The company divested its Gulf of Mexico properties in 2008, and accelerated its activity in the Haynesville and Eagle Ford Shales and the Altamont oil play in Utah in 2009.

In keeping with the philosophy of building for future growth, El Paso is concentrating on its most economic and most repeatable plays, according to a December 2009 analyst presentation. To that end, it planned to spend $1.1 billion on exploration and production in 2010. Exploration and production in the United States will use $900 million of that total, and expansion in the Haynesville and Eagle Ford Shales and Altamont oil will use half of the domestic allocation.

It entered the Eagle Ford play in 2009, put together 132,000 net acres of leases and planned to maintain a one-rig program during 2010.

Overall, El Paso held an estimated 4.9 Tcfge in risked unproved inventory, and 45% of that inventory lay in the Haynesville and Eagle Ford Shales. To prove up those plays, it planned to invest about $62 million in the Eagle Ford in 2010 and about $240 million in the Haynesville.

The company said it could break even in the two shale plays with a gas price of $3.90/Mcfge.

The company said its first completion in the Eagle Ford — a well with a 4,000-ft lateral and a 16-stage frac job in La Salle County — produced between 7 MMcfge/d and 8 MMcfge/d after cleanup.
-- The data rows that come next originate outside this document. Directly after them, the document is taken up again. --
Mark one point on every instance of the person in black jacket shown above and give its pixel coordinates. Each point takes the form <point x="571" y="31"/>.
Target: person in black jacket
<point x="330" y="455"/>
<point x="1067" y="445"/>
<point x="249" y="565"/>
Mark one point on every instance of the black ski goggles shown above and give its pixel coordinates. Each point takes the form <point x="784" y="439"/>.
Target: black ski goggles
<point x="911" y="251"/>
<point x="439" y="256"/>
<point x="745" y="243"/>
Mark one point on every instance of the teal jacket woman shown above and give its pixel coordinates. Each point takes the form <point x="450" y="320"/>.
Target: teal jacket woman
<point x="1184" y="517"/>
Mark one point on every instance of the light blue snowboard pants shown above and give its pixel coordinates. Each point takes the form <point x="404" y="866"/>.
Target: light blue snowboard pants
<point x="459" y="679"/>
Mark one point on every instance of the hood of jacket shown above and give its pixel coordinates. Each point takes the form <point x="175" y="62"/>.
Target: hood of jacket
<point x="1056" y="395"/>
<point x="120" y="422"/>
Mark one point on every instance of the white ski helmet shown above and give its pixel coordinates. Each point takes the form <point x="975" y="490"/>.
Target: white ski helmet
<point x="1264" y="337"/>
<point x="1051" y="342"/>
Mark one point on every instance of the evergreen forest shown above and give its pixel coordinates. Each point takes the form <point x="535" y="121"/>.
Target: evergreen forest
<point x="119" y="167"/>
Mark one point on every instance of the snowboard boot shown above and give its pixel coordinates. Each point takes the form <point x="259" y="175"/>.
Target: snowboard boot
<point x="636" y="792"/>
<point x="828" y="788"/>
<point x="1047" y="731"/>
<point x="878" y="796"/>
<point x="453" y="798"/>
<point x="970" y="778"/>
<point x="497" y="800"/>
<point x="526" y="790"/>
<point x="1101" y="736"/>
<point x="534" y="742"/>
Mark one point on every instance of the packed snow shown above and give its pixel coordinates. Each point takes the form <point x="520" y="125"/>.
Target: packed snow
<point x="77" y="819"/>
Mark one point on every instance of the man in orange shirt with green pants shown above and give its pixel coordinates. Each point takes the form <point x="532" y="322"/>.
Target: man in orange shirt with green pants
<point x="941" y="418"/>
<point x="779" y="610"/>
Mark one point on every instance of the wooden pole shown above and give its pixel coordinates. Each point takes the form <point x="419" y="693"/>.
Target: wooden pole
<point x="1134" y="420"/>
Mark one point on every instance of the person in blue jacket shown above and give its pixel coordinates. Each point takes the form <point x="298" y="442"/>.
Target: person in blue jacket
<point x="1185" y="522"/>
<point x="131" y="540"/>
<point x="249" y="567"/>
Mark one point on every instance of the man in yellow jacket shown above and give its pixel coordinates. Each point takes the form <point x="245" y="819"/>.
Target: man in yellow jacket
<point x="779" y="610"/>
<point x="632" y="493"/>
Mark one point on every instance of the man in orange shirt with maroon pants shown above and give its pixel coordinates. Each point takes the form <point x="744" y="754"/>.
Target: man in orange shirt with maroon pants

Its existing properties represented a risked resource potential of 1.1 Tcfge (2.2 Tcfge unrisked), about the same as the company’s potential in the Haynesville. That number assumed half its acreage contributed to the total.

Its property held 700 potential drilling locations, but El Paso planned a 10-well program during 2010. It also planned to continue to acquire land in the plan and further delineate its acreage position. Most of the company’s properties are in the dry gas area of the Eagle Ford play in Webb and La Salle Counties, but it had some leases in the condensate window in La Salle County.

EOG Resources Inc.

EOG Resources Inc. likes plays where it can put its experience and technical talent to work to generate high returns at low costs. Although the Eagle Ford doesn’t rank high on the company’s list of favorite plays, it does hold a place in the corporate portfolio and it fits the company’s preference profile.

Parts of the Eagle Ford generate liquids-rich gas, while other parts are in the oil zone. Both fit the company’s hybrid-play preference for low-permeability reservoirs that require horizontal development for highest returns.

As in straight gas plays, reserves in those wells increase and costs decrease with experience, the company said in a January 2010 presentation.

“Returns across the board are attractive at current oil prices — much better than either deepwater Gulf of Mexico or Canadian oil sands,” the company said about its hybrid plays.

Even during that presentation, however, EOG did not list the Eagle Ford among its important plays. Among gas shales, it listed the Horn River Basin shales of northern British Columbia, and the Barnett, Marcellus, and Haynesville in the United States.

In South Texas, the company’s priority plays were the Frio, Wilcox, and Lobo/Roleta trends as worth mentioning.

Still, the company holds properties in the Eagle Ford, and it is working the play.

The company permitted the 4H Harper Unit on a 640-acre lease as part of Eagleville Field in north-central Karnes County, Texas, about 13 miles northeast of Karnes City, Texas. It proposed a total depth of 12,000 ft in the horizontal well with the horizontal leg reaching to the northwest.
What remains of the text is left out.